BankTech

Argyle sees room for more than one pioneer on the “Plaid for Payroll” frontier

Interview with Argyle CEO Shmulik Fishman reveals that verified and consumer-permissioned employment data could displace "the Equifaxes of the world”

When fintech startup Argyle raised $20 million in venture capital last October, co-founder and CEO Shmulik Fishman declared he wanted the company to become the “Plaid for employment records.” Now, Plaid wants to turn the payroll data tables a bit, but Fishman isn’t fretting about the apparent competition.

Fintech startup Plaid revealed March 4 that it’s beta-testing a new product called Plaid Income, a tool for income verification to help consumers with financial tasks such as obtaining a personal loan, qualifying for a mortgage, renting an apartment, leasing a vehicle and getting personalized financial advice. Plaid’s platform connects apps like Robinhood and Venmo to users’ bank accounts. Plaid released a whitepaper in November 2019 titled “Payroll data: The next frontier for open finance.” The whitepaper was not a product announcement, but it did give the market a strong indication that Plaid Income was on the horizon.

“At Plaid, we believe payroll data is the next frontier in fintech and open finance. Access to payroll data has tremendous potential to expand financial opportunity and help people lead healthier financial lives,” Plaid says in a blog post on March 4.

Argyle’s Fishman believes there’s room for more than one pioneer on that next frontier.

“Plaid’s recent news brings to light a major movement that’s happening in lending and underwriting — the adoption of verified and user-permissioned employment data. Competition in this space is fueling innovation and will help bring better services and options to both lenders and consumers,” Argyle’s Fishman told FinLedger.

Argyle enables companies like banks, lenders and insurance companies to quickly access to an applicant’s employment data — access that the applicant authorizes.

While Plaid is venturing into Argyle’s territory of employment data, Fishman explains that his company and Plaid are two different types of business. Plaid makes it simpler for people to review their finances online and move money between apps, he said, whereas Argyle makes it easier for workers to access employment records online and move them from one app to another.

“We are focused on replacing the Equifaxes of the world,” Fishman said, “and changing how employment records are viewed and giving control of employment data back to the individual.”

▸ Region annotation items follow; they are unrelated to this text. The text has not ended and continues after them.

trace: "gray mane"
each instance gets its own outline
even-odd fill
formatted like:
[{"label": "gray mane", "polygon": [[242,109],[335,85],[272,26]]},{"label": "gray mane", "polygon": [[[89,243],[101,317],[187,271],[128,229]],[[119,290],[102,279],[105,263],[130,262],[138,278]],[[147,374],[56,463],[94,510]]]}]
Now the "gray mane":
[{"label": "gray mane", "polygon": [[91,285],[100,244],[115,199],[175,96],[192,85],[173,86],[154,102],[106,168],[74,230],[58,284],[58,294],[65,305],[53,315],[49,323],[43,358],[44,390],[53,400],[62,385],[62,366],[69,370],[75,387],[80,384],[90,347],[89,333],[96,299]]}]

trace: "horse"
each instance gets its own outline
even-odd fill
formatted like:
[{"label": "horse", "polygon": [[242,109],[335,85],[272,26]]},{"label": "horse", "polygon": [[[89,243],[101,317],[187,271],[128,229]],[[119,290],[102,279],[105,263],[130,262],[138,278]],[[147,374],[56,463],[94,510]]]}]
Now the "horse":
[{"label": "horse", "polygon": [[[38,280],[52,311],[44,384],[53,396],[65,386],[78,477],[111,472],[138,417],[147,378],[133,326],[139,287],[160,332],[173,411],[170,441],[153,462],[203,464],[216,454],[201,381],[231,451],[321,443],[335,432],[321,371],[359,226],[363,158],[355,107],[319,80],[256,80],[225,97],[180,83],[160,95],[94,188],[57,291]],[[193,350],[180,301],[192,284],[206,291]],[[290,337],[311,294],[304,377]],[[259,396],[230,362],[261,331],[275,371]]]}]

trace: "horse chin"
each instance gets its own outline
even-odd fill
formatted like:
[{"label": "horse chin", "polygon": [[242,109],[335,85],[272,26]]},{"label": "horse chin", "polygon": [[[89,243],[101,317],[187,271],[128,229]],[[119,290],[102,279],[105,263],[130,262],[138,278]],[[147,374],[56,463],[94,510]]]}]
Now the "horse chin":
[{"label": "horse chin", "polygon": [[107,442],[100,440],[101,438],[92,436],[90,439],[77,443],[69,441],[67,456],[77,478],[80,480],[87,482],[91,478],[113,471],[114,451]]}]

Historically, lending and leasing decisions have largely been based on a single three-digit number — the credit score. Fishman said Argyle is making decisions based on income verification and employment data more equitable for all people, not just full-time W2 employees. Building credit history and accessing financial services remain big obstacles for gig workers and other 1099 workers, he said.

“Decisions based on income verification and employment data — from small business and emergency or auto loans to housing rentals and mortgages — are life-altering for consumers, for better or worse. This information is the bedrock of financial transactions in society,” Fishman told FinLedger.